Saturday, January 5, 2013

Imbyerna

When somebody declares that he is feeling imbyerna, we instinctively understand that the person is annoyed. In informal conversations, the word has popularly come to express a person’s annoyance towards another person, thing or situation.

Before I decided to write down this post, I have always thought at the back of my mind, if my trying hard Spanish would allow me, that the expression comes from the Spanish word '"invierno" or "invierna" which means winter.

In the novel entitled Nothing Lasts Forever written by the master storyteller Sidney Sheldon, when Ken Mallory was naked and hard, and Kate Hunter just stared and left him all alone, Ken Mallory must have felt imbyerna - literally for feeling wintry with nothing on the body and figuratively for getting angry being toyed by a woman.

But what probable connection is with the annoyed feeling and winter season that they seem to have the same vein in our parlance?

In my own putting of one and one together, probably our ancestors back then were so pissed towards the injustices of Spanish conquistadores that they exaggerated their cold feelings to a complete icy season.

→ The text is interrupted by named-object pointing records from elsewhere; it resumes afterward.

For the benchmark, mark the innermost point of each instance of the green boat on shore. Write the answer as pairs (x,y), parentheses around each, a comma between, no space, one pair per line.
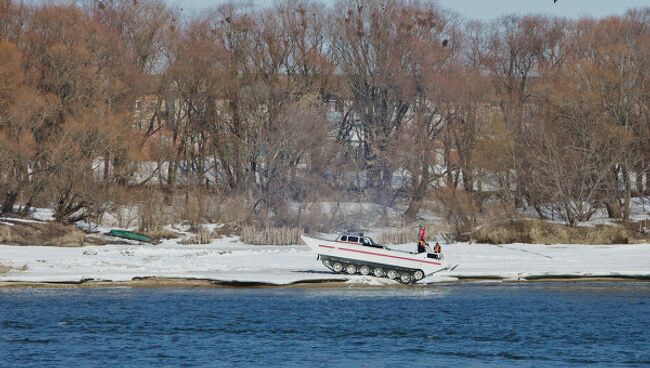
(125,234)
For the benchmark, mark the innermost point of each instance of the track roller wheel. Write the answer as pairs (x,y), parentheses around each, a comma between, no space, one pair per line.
(337,266)
(392,274)
(405,278)
(418,275)
(351,269)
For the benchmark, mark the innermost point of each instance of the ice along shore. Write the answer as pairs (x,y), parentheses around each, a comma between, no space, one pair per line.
(227,262)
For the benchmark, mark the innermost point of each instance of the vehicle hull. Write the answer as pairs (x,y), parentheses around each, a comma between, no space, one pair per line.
(404,263)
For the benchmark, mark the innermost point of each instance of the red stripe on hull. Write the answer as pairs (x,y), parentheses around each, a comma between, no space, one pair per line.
(381,255)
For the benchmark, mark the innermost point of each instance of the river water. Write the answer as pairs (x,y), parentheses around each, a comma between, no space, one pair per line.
(482,325)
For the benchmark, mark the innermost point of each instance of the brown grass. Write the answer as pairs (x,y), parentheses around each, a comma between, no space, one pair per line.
(49,234)
(271,235)
(543,232)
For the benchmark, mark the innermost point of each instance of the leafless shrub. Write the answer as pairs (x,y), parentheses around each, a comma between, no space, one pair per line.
(203,236)
(542,232)
(152,212)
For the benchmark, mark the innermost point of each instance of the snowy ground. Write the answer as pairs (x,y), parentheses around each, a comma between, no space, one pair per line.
(228,260)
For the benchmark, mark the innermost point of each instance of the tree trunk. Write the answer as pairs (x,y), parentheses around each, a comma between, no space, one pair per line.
(10,200)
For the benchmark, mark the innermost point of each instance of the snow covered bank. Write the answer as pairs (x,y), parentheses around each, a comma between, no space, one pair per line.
(227,261)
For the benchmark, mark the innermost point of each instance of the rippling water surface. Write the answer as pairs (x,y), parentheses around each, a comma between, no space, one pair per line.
(600,324)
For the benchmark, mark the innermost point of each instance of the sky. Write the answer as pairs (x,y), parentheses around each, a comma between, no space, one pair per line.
(489,9)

Instead of just describing the feeling as cold, they overstated by illustrating it as something winter.

In a short piece in Wikipedia discussing about Tagalog loanwords from the Spanish language, it mentions that some words have acquired an entirely new meaning, such as imbyerna (invierna) once meant 'winter' but is now a word for 'bummer'.

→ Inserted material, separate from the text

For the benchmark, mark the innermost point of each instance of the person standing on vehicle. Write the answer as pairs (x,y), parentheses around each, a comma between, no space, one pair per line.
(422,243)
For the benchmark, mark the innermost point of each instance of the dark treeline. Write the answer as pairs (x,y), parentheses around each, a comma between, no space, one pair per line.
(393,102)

Some time during the course of my thesis writing, I asked a close friend to enlist his cooperation in the data gathering since he is working in a SpEd school. After a month, we planned to meet up so I can personally retrieve the questionnaires, which were actually the last batch, as the deadline is lurking horribly on the calendar.

"And the accomplished questionnaires?" I asked with a final sigh of relief.

"Oh, I forgot them in town!" he answered in a totally stunned fashion.

 "Imbyerna!" I cried before he could explain in front of my wintry look.